= North West Cultural Calabash =

The North West Cultural Calabash is a youth based arts festival held annually in the village of Lokaleng, greater Taung, North West Province, South Africa.

It was initiated by Hendrik Baird in 1994 as a celebration of cultures and coincided with the democratic elections in the country. The name symbolises the African tradition of using a Calabash as a means of feeding people. By putting the various South African cultures in a melting pot, it was hoped that a new culture would emerge to feed the nation.

The Cultural Calabash started as a one-day event and soon found a sponsor in the Transnet Foundation, the country's transport parastatel. This sponsorship enabled the Calabash to grow and bear fruit. Soon the North West Provincial Government in the Department of Sport, Arts and Culture came on board as a funder, enabling the event to prosper and grow.

The Cultural Calabash is a unique arts festival in that it sets out to discover new talent. Through a series of Provincial auditions held at local municipal level, amateur and semi-professional artists are identified in drama, dance and music.
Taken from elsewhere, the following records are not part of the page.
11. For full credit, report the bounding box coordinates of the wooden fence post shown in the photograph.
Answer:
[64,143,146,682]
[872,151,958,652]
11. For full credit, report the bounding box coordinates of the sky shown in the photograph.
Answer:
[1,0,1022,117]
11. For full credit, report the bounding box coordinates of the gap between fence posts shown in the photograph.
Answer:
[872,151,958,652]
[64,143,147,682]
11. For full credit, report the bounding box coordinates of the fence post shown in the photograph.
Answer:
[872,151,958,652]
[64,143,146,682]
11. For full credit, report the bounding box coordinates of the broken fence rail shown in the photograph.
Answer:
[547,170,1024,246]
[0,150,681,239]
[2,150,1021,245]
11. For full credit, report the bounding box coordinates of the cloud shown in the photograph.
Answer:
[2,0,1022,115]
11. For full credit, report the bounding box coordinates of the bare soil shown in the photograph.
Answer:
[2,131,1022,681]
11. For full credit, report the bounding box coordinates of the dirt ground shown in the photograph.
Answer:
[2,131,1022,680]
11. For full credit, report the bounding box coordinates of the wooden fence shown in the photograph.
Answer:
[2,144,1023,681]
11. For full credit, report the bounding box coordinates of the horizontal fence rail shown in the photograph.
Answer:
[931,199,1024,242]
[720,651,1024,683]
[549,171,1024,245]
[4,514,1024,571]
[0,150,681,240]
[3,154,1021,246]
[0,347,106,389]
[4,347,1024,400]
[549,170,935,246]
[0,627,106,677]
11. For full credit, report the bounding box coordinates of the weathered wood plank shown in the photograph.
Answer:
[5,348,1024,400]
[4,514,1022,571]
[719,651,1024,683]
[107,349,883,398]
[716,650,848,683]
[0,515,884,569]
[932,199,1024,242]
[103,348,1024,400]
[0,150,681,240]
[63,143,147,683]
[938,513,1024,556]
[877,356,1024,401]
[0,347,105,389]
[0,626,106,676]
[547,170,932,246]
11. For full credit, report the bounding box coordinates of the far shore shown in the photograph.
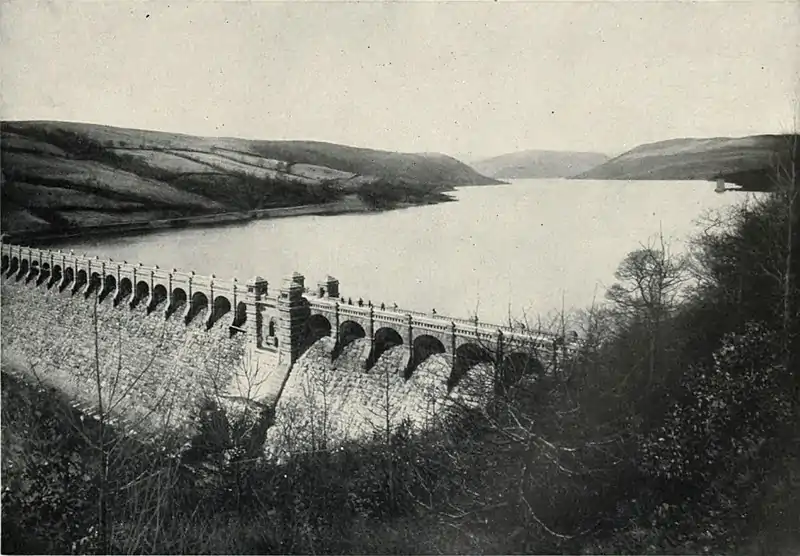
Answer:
[4,193,458,247]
The winners in each category take part in four District Previews, where only the best are selected to participate at the Main Festival held traditionally during the last week-end of Space.

From its humble beginnings, the Calabash has grown to encompass twenty two auditions, four District Previews and a four-day main Festival.
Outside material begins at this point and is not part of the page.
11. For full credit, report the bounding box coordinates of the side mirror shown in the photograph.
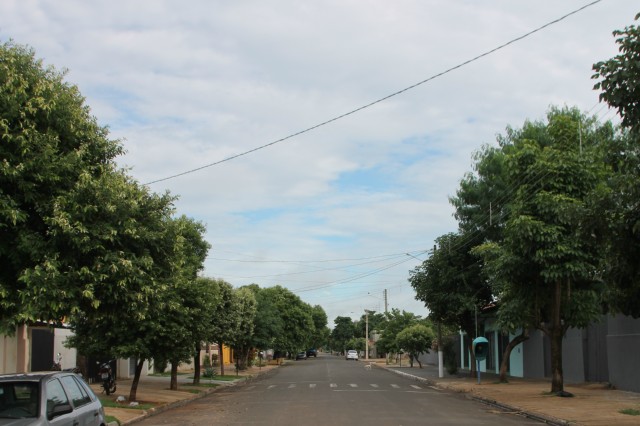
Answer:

Professional artists like Louis Mhlanga (jazz), Zola (kwaito) and others draw thousands of people to the rural village of Taung in search of entertainment and fun.

Being a youth based event, it does not promote alcohol, but strives to give its participants and audience a healthy alternative, at the same time promoting safe-sex practices in a country ravaged with HIV/Aids.

The Calabash is a project of the Mmabana Arts, Culture and Sport Foundation.

The Calabash is currently not presented by the Mmabana Foundation after Transnet stopped its funding.